The simple answer is that they made a deliberate decision to fire up a cigarette for the first time. So why would a kid do that? Or an adult, for that matter?
I’ve been reading the work of a social psychologist on a process called story-editing. What this means is that we all have a story or narrative in terms of which we place our actions. To light the first cigarette and keep going, someone has, for example, “cool people smoke” in her story that makes sense from her perspective and in the context in which she acts out the story she has running in her head. That story can be edited, changed to read, for example, “I don’t have to smoke to be cool.” The important point isn’t the specific example of whether smoking is cool. The important point is that story-editing is something you do for yourself—possibly with help, something we can do for each other.
But, of course, there’s more. The context in which we act out the story that’s running in our head includes a political economy in which there are, for example, anti-smoking public service announcements countering marketing campaigns by tobacco companies. You will not be surprised to know that tobacco companies outspend anti-smoking public health programs by a factor of 25—that is, for every dollar spent on an anti-smoking campaign, $25 is spent by the tobacco industry to encourage someone to take that first hit and keep on going.
I could go on, but I think you get the idea: starting and continuing to smoke has less to do with health and addiction than it has to do with our social being, the school of fish in which we cavort and who controls the pond in which we fishies swim.
Some other statistics from the CDC are revealing.
White people have the highest percentage of smokers—20% more than African-Americans, 50% more than Hispanics. Despite, I might add, heavy expenditures by the tobacco industry in communities of color. However, people who are poor are more likely to smoke by 50%. People with less than a high school education are three times more likely to smoke than someone with a college degree. Getting some college improves that a little to two and a half instead of three times. In fact, having a college degree marks a sharp cutoff: someone with a college degree is dramatically less likely to be a smoker.
“Aha!” you might think. “All we need to do is get everyone through college in order to kick the habit.” A nice thought, but hopelessly muddled. Is the education what prevents smoking? Or is it socioeconomic advantages that lead to both the degree and rejection of smoking? Or is it the personal narrative that gets someone through college and stops them from lighting that first cigarette? And isn’t socioeconomic context what makes sense of the narrative in the first place? I’m telling you, it will give you a headache.

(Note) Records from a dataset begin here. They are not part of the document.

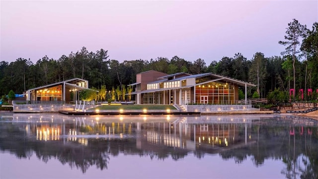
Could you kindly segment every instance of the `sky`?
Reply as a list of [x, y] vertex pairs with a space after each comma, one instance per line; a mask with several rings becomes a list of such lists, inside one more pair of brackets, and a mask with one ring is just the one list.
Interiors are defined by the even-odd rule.
[[318, 0], [0, 0], [0, 62], [58, 60], [85, 47], [109, 59], [208, 66], [240, 53], [281, 56], [288, 23], [312, 29]]

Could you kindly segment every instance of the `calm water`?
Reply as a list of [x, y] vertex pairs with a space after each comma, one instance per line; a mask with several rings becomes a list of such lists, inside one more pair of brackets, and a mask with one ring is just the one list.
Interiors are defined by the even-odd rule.
[[318, 121], [2, 112], [0, 162], [1, 179], [317, 179]]

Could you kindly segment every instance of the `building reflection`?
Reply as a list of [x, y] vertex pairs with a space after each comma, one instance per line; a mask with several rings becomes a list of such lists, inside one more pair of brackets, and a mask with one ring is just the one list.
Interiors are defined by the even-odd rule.
[[25, 122], [27, 135], [35, 136], [38, 141], [76, 141], [87, 146], [89, 138], [133, 138], [140, 149], [160, 145], [188, 151], [216, 151], [213, 152], [254, 142], [250, 129], [253, 120], [225, 116], [104, 117], [15, 113], [13, 117], [13, 122]]
[[[120, 153], [160, 159], [170, 156], [175, 160], [189, 153], [198, 158], [218, 153], [236, 162], [252, 156], [256, 166], [272, 157], [296, 166], [298, 156], [315, 158], [307, 154], [316, 154], [318, 148], [318, 121], [299, 116], [13, 113], [1, 120], [1, 150], [22, 156], [34, 151], [43, 159], [58, 156], [83, 173], [96, 163], [98, 168], [107, 169], [109, 156]], [[284, 172], [291, 172], [286, 169]]]

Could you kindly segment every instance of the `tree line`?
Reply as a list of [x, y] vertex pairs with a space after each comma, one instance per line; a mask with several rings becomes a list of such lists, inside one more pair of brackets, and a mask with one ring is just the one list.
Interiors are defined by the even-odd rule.
[[318, 23], [311, 29], [294, 19], [286, 30], [283, 40], [278, 42], [286, 47], [281, 56], [266, 57], [257, 52], [247, 59], [238, 53], [208, 65], [200, 58], [192, 62], [176, 56], [170, 59], [160, 57], [119, 63], [109, 59], [107, 50], [88, 52], [84, 47], [58, 59], [45, 56], [36, 63], [22, 58], [10, 63], [1, 61], [0, 95], [7, 94], [11, 90], [23, 93], [30, 89], [75, 78], [88, 80], [90, 88], [103, 88], [106, 91], [119, 89], [122, 91], [125, 86], [136, 82], [137, 74], [150, 70], [168, 74], [212, 72], [257, 85], [249, 90], [250, 98], [255, 93], [265, 98], [275, 90], [289, 93], [294, 89], [295, 96], [299, 89], [315, 91], [318, 89]]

In my opinion, the simple answer is that there’s no simple answer.
Why do people still light up that first cigarette? Or take that first drink? Or first try that wireless PDA that they now can’t live without?
Because they are in a story where doing those things makes sense in their socioeconomic context. That context is controlled by political economic forces that are unprincipled and devious and interested not one bit in anyone’s story. The hope lies is the capacity of each person to edit their story, help others in editing their story, and edit the context so that stories without smoking make sense.